Eosinophilia Consultation Transcription Sample Report

CHIEF COMPLAINT: Eosinophilia.

REFERRING PHYSICIAN: Jane Doe, MD

HISTORY OF PRESENT ILLNESS: The patient is (XX)-year-old who has had a longstanding problem with mild rhinitis and recurrent sinusitis. She blames recurrent sinus infections on secondary smoke exposure when she was working as a (XX). She has mild symptoms of rhinitis such as congestion and runny nose and intermittently takes loratadine tablets to help ward off sinusitis. She does not recall specific reactions to furred animals such as cats or dogs, dust, etc. but is bothered by smoke, insecticides and some cosmetics.

Back in late September, she had a sinus infection as well a sore in her nose that she blames on herpes. She started on Levaquin but a few days later noticed some red lesions on her shoulder and arm. They were somewhat itchy as she described them. Dr. John Doe saw her and thought this might be shingles, although he was not certain of it. She had some blood test done, which showed an elevated eosinophil level of 96 with a normal level of up to 50. Her sedimentation rate was 30, which was considered to be normal.

She went off the Levaquin. The lesions have actually not completely disappeared and still there is some redness at the site. It was advised that she should see an allergist because of the eosinophilia. She denies any history of asthma or wheezing. She feels that she might have seasonal allergies but does not really give a specific seasonal occurrence of the symptoms. She has no prior history of intestinal parasite infection, but she did once have traveler’s diarrhea when visiting (XX) and a skin rash attributed to some type of ocean-dwelling parasite.

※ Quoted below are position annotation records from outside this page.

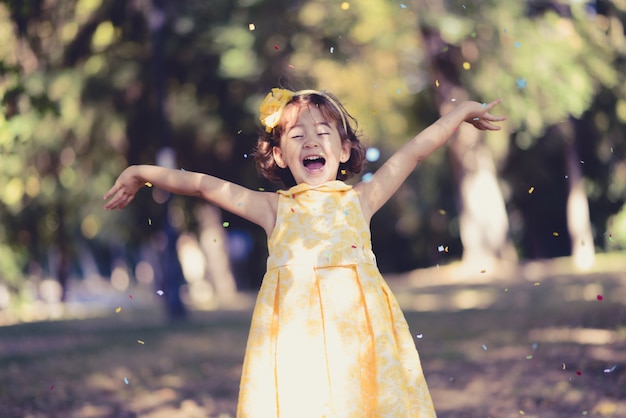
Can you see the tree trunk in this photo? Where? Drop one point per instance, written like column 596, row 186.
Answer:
column 484, row 225
column 578, row 220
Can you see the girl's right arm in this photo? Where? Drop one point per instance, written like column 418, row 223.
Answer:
column 257, row 207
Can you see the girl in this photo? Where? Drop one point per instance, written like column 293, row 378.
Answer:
column 328, row 338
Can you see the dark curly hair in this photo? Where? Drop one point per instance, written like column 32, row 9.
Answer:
column 332, row 110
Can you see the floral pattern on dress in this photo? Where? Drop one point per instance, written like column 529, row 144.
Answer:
column 328, row 338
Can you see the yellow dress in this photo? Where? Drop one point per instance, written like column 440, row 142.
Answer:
column 328, row 338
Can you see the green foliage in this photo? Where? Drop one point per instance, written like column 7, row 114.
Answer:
column 79, row 103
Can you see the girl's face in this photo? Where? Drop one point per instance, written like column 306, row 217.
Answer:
column 310, row 146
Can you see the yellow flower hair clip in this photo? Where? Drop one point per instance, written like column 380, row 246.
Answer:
column 272, row 107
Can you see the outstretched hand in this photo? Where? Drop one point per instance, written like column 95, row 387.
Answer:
column 479, row 116
column 123, row 191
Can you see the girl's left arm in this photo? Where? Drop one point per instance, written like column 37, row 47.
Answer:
column 390, row 176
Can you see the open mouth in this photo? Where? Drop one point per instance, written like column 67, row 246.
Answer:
column 314, row 162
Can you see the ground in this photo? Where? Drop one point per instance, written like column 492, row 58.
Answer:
column 533, row 345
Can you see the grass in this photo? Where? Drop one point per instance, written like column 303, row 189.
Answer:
column 533, row 349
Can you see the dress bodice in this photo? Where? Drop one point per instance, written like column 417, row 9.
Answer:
column 320, row 226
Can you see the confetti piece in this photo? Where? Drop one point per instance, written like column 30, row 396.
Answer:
column 372, row 154
column 611, row 370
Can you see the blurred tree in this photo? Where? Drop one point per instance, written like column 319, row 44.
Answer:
column 546, row 59
column 48, row 138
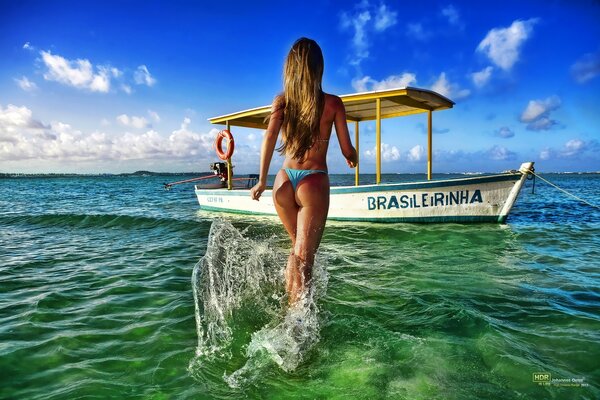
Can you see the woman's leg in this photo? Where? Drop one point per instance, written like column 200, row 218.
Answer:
column 312, row 196
column 284, row 199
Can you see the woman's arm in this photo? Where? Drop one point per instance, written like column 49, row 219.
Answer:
column 341, row 128
column 268, row 147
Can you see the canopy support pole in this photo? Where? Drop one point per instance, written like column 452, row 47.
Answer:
column 229, row 165
column 356, row 172
column 378, row 140
column 429, row 144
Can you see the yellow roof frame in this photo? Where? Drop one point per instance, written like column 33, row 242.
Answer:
column 359, row 107
column 365, row 106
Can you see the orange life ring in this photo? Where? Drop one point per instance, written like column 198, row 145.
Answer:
column 224, row 134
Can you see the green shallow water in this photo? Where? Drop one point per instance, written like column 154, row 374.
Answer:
column 97, row 300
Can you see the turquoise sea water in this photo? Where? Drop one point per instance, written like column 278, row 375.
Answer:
column 111, row 287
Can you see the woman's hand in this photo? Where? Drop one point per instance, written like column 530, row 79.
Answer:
column 257, row 190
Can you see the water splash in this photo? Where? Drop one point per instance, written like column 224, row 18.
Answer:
column 242, row 316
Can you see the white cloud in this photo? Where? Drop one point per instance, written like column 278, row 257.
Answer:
column 453, row 16
column 384, row 18
column 447, row 89
column 503, row 45
column 366, row 83
column 505, row 132
column 388, row 153
column 364, row 21
column 12, row 118
column 133, row 121
column 154, row 115
column 545, row 154
column 23, row 138
column 572, row 149
column 537, row 113
column 416, row 31
column 78, row 73
column 500, row 153
column 481, row 78
column 26, row 84
column 416, row 154
column 143, row 77
column 586, row 68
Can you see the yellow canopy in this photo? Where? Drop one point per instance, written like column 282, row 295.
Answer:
column 359, row 107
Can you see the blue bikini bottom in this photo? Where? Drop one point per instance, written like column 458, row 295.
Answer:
column 296, row 175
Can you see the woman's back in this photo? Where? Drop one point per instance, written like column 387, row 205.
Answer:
column 315, row 157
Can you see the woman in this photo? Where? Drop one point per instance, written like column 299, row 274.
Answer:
column 305, row 115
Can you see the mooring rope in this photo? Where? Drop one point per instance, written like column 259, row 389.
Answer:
column 563, row 190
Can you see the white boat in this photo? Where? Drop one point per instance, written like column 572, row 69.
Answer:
column 482, row 198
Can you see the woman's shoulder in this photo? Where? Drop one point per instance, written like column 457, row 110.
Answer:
column 332, row 100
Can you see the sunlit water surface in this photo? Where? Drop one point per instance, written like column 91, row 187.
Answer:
column 113, row 287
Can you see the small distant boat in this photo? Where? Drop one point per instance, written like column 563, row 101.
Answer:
column 481, row 198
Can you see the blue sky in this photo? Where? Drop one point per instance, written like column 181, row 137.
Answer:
column 107, row 86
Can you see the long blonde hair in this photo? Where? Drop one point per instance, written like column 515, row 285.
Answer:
column 303, row 98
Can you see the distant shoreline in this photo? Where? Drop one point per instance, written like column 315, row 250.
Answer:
column 8, row 175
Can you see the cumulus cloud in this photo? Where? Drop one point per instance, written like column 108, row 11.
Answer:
column 447, row 89
column 133, row 121
column 572, row 149
column 143, row 77
column 415, row 30
column 500, row 153
column 537, row 113
column 481, row 78
column 367, row 83
column 586, row 68
column 24, row 138
column 384, row 18
column 12, row 118
column 154, row 115
column 388, row 153
column 503, row 45
column 26, row 84
column 78, row 73
column 434, row 129
column 452, row 15
column 364, row 21
column 416, row 154
column 505, row 132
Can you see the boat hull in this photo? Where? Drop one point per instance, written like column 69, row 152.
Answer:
column 472, row 199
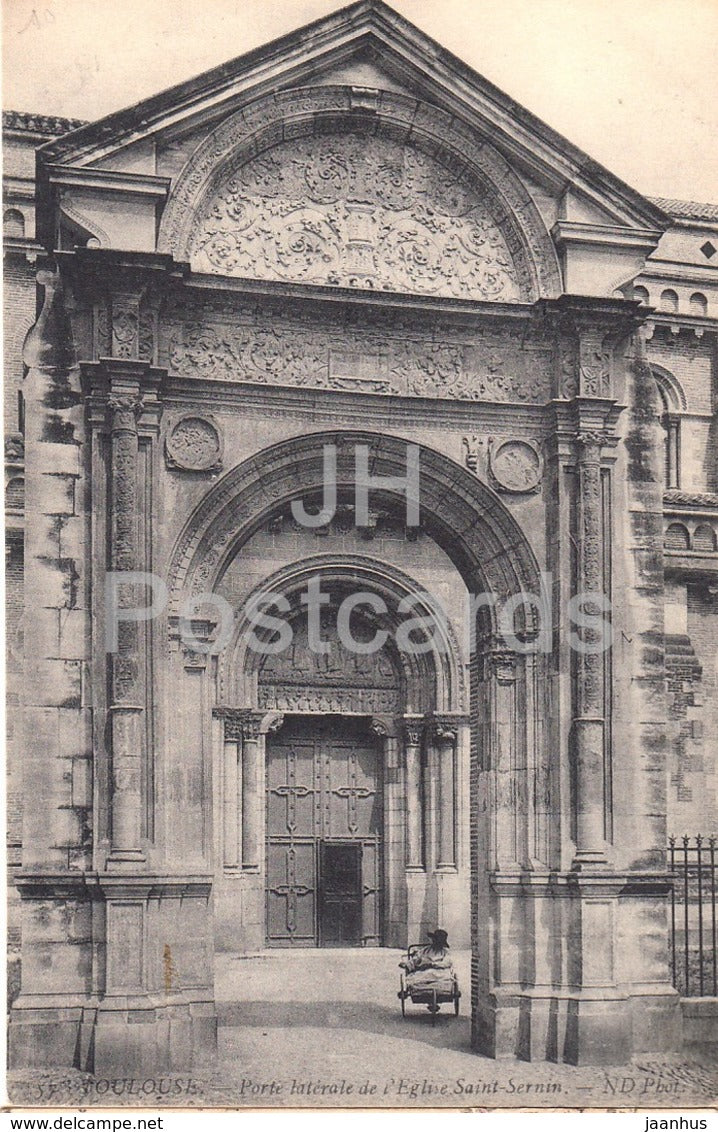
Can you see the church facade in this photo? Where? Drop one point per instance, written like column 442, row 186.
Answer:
column 362, row 534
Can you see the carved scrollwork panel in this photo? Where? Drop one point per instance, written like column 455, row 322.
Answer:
column 352, row 211
column 194, row 443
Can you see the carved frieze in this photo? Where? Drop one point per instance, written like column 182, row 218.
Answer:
column 194, row 444
column 352, row 211
column 258, row 346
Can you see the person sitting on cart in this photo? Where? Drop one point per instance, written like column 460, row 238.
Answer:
column 430, row 966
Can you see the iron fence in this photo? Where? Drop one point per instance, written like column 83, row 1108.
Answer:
column 693, row 951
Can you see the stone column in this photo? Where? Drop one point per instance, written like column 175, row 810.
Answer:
column 415, row 802
column 231, row 796
column 502, row 666
column 445, row 738
column 394, row 898
column 253, row 752
column 672, row 423
column 126, row 706
column 589, row 696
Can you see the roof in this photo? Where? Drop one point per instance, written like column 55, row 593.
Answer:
column 686, row 209
column 40, row 123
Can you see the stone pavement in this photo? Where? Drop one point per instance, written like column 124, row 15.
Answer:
column 324, row 1028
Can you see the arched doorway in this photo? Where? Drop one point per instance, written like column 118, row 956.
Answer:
column 469, row 744
column 325, row 833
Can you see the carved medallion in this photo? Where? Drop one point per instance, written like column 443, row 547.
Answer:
column 194, row 444
column 515, row 465
column 352, row 211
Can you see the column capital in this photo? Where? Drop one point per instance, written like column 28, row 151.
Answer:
column 384, row 727
column 412, row 728
column 444, row 728
column 247, row 723
column 502, row 663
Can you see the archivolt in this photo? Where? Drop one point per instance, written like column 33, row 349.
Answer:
column 272, row 119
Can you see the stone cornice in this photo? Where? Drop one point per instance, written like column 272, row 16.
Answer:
column 416, row 60
column 50, row 126
column 109, row 181
column 613, row 236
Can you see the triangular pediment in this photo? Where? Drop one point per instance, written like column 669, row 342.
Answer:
column 366, row 44
column 537, row 207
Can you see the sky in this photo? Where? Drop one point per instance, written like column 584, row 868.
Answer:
column 634, row 85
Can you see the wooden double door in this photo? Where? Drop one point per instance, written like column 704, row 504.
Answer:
column 324, row 823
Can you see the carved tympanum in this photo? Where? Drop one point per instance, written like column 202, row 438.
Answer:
column 355, row 211
column 515, row 465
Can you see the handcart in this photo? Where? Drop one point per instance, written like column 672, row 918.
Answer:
column 444, row 989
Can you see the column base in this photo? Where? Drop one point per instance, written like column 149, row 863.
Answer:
column 113, row 1037
column 596, row 1027
column 125, row 858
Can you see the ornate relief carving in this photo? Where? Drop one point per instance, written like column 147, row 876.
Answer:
column 515, row 465
column 360, row 701
column 310, row 238
column 194, row 444
column 355, row 211
column 125, row 326
column 595, row 360
column 262, row 349
column 301, row 679
column 471, row 447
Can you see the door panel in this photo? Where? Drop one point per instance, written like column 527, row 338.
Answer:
column 340, row 894
column 291, row 895
column 323, row 796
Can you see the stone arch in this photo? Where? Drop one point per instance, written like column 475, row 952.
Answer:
column 433, row 679
column 466, row 517
column 314, row 111
column 14, row 223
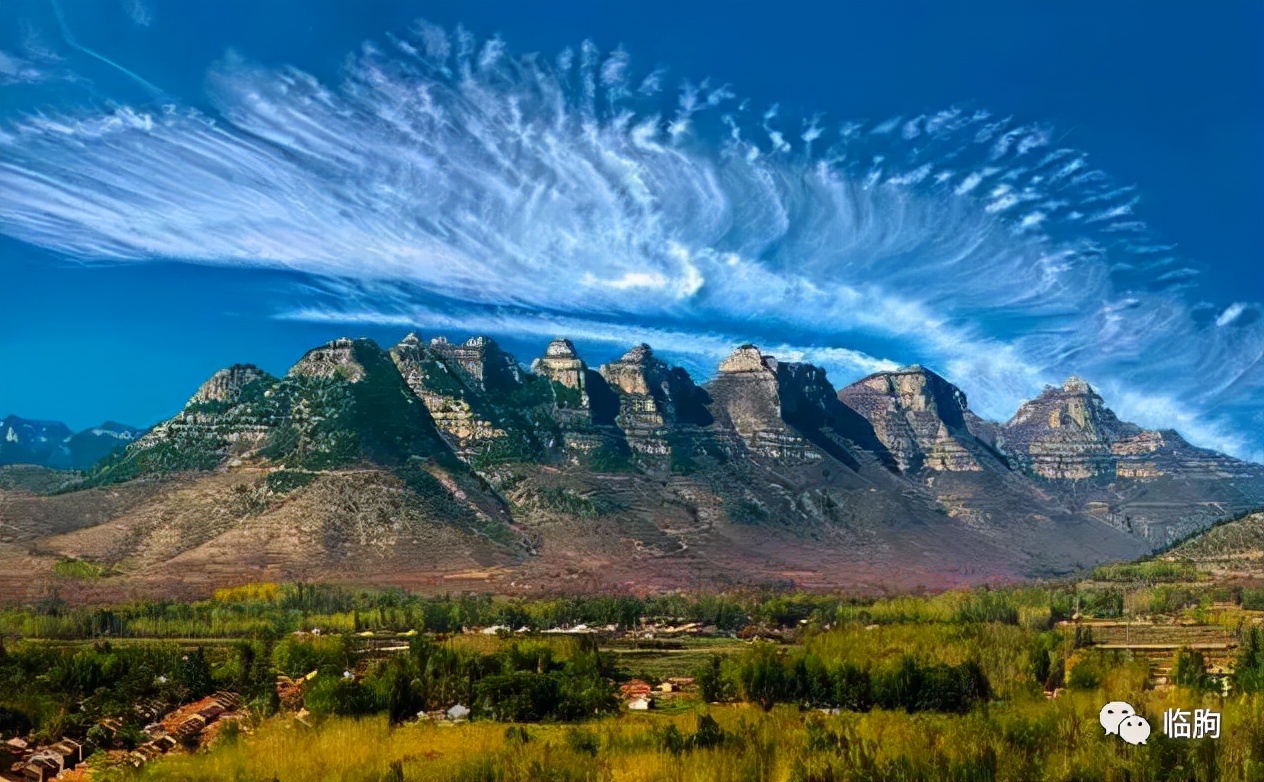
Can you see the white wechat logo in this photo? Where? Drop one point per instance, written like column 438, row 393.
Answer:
column 1134, row 729
column 1112, row 714
column 1120, row 719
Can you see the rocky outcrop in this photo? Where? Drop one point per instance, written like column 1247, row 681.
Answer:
column 226, row 384
column 334, row 360
column 1068, row 433
column 482, row 363
column 445, row 378
column 918, row 416
column 655, row 402
column 747, row 399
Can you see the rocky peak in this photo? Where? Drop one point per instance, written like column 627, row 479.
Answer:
column 480, row 360
column 561, row 364
column 449, row 382
column 747, row 398
column 333, row 360
column 636, row 373
column 1068, row 432
column 746, row 359
column 920, row 418
column 652, row 394
column 226, row 384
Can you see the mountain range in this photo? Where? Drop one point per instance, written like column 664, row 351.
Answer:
column 52, row 444
column 441, row 465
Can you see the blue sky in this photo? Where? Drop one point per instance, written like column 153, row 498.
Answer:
column 1006, row 192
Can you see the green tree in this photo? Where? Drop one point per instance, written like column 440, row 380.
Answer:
column 1249, row 666
column 1191, row 670
column 762, row 676
column 712, row 682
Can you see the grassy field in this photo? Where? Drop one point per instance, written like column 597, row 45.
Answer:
column 1020, row 740
column 987, row 685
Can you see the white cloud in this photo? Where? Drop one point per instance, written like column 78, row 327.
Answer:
column 517, row 187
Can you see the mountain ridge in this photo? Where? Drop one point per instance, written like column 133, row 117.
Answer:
column 631, row 473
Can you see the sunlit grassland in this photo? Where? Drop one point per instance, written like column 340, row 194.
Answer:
column 1015, row 740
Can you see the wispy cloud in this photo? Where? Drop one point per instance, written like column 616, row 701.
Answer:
column 448, row 178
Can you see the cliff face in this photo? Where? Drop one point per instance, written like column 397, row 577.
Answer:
column 747, row 399
column 654, row 401
column 889, row 468
column 1068, row 433
column 919, row 417
column 446, row 380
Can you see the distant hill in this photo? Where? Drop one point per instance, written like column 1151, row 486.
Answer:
column 1235, row 547
column 51, row 444
column 448, row 465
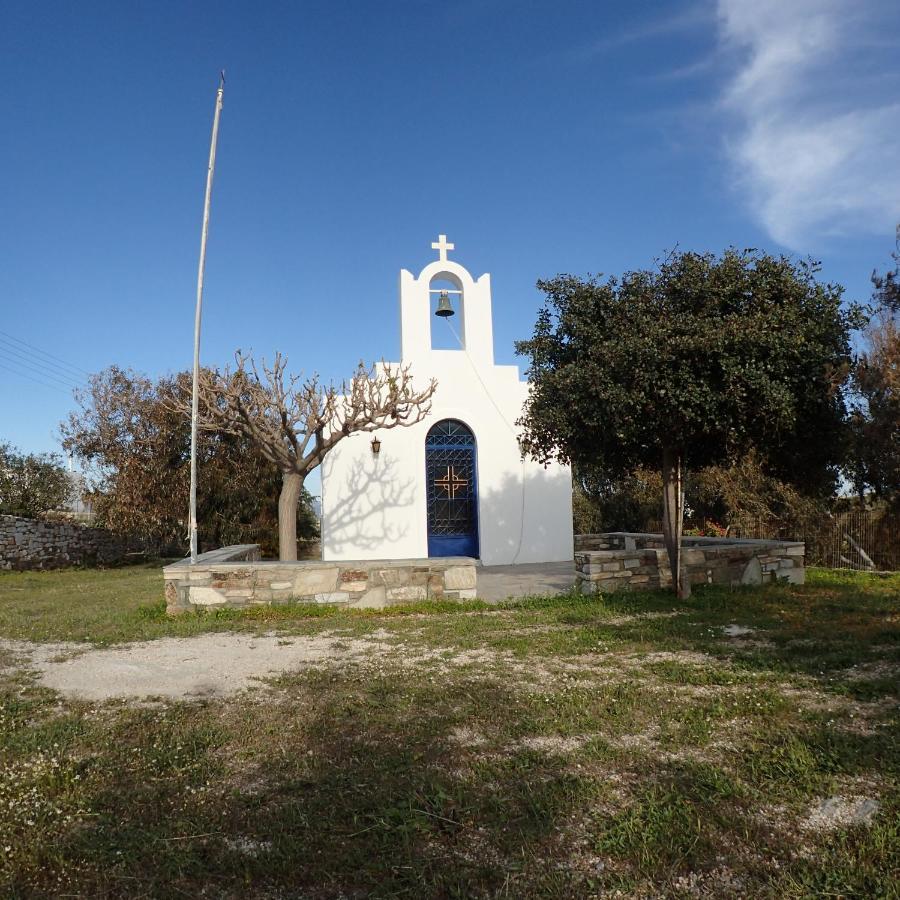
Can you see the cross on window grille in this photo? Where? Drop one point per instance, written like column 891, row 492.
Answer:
column 451, row 482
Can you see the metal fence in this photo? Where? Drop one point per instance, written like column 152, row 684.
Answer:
column 860, row 539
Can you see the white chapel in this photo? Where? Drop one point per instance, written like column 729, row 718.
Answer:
column 454, row 484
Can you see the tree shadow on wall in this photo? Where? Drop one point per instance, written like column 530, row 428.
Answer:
column 368, row 516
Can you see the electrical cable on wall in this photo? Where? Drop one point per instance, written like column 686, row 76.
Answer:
column 508, row 425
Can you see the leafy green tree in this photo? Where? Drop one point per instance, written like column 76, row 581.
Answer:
column 134, row 440
column 876, row 381
column 887, row 287
column 31, row 484
column 688, row 365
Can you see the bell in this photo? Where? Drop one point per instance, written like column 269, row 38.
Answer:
column 444, row 309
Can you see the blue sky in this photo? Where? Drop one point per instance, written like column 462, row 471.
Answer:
column 540, row 137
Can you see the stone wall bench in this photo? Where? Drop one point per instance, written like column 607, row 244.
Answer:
column 236, row 577
column 622, row 560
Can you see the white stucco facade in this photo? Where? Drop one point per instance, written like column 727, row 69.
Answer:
column 375, row 507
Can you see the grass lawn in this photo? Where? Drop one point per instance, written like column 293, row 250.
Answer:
column 564, row 747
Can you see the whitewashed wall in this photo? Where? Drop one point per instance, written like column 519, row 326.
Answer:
column 375, row 507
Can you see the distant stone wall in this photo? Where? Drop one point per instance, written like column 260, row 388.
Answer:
column 38, row 544
column 632, row 561
column 235, row 577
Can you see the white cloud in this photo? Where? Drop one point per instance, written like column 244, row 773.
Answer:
column 817, row 140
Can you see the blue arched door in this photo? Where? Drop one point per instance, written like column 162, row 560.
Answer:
column 452, row 491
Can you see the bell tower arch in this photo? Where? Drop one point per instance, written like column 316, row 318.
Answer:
column 470, row 301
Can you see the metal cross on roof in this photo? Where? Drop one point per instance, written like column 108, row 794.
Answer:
column 442, row 246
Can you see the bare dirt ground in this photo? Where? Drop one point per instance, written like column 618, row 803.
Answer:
column 207, row 665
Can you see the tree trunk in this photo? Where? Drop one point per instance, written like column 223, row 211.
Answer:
column 673, row 520
column 288, row 500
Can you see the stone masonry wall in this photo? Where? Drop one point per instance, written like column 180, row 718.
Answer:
column 629, row 561
column 38, row 544
column 235, row 577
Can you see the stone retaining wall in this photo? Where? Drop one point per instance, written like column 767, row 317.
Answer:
column 235, row 577
column 633, row 561
column 39, row 544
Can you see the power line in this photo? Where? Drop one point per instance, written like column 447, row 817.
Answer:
column 35, row 380
column 59, row 359
column 44, row 368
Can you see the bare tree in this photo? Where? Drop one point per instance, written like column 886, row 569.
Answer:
column 295, row 422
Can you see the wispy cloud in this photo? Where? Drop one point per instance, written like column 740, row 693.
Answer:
column 816, row 140
column 686, row 19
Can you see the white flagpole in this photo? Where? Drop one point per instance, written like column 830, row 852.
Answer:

ENVIRONMENT: She has 3 cats and 3 dogs. Nobody smokes in the house. She does not have air-conditioning. There is wall-to-wall carpeting.

REVIEW OF SYSTEMS: She had history of benign palpitations in the past. She has had low normal blood counts in the past. She has history of reflux and takes Protonix daily along with aspirin as a preventive. She occasionally gets migraine headaches. She had her tonsils removed years ago and has had gallbladder surgery. She also had a leg injury to her left lower leg after some plywood fell and denuded the skin. She has had a hysterectomy. She had an infective cat bite in (XX) on her hand. She tends to get large localized reactions with insect bites.

ALLERGIES: She had rash with Bactrim 5 to 6 years ago and hives with hydrocodone after a gallbladder surgery. Hepatitis B injection caused cellulitis.

FAMILY HISTORY: Negative for asthma and allergies.

SOCIAL HISTORY: She smoked 2-pack-a-day for 16 years up to about (XX) and then quit.

PHYSICAL EXAMINATION: She is a well-developed, well-nourished, alert, healthy-appearing (XX)-year-old Hispanic female in no acute distress. Height is 64 inches, weight 171 pounds and blood pressure 132/72. Skin: She has some residual red marks on her shoulder and upper arm in the biceps area. There are no hives and no eczema noted. TMs were normal. Nose: 2+, pale edematous turbinates with minimal discharge. Eyes: Normal conjunctivae. Oropharynx: Benign. Neck: No lymphadenopathy or mass. Lungs: Clear. Heart: Regular rate and rhythm without murmur. Abdomen: Soft without organomegaly or mass. Extremities: No clubbing, cyanosis or edema. Neurological: DTRs are symmetric.

ALLERGEN SKIN TEST: Prick skin tests were negative with a mildly positive histamine control. Intradermal tests were positive to mites DP 2+ and mites DF 1+. The former gave a 7 mm wheal and a 40 mm flare.

IMPRESSION:
1. Eosinophilia, probably secondary to her dust mite allergy and allergic rhinitis. Doubt there is any other cause for this. The eosinophilia is moderately elevated.
2. Drug reaction to Levaquin versus shingles since there are only 3 lesions that turned out to be somewhat tender. We do not believe this is a drug reaction and probably was shingles or herpes zoster. Furthermore, the lesions have persisted for many weeks after the initial episode.
3. Allergic rhinitis to the house dust mites.
4. Recurrent sinusitis, improved since she ceased secondary smoke exposure.

RECOMMENDATIONS:
1. Repeat eosinophil count in 2 months after she has had a chance to institute environmental control.
2. Environmental control measures for dust mites.
3. Avoid Bactrim and sulfonamide. We do not think we would permanently eliminate Levaquin, but if there are alternatives, we would suggest avoiding that class of medications for the time being.
4. Continue loratadine 10 mg tablet daily or p.r.n. for her rhinitis symptoms.
5. We would like to see the patient back only if her eosinophil count has not decreased significantly at the time we do the next blood test.

It was a pleasure to participate in her evaluation.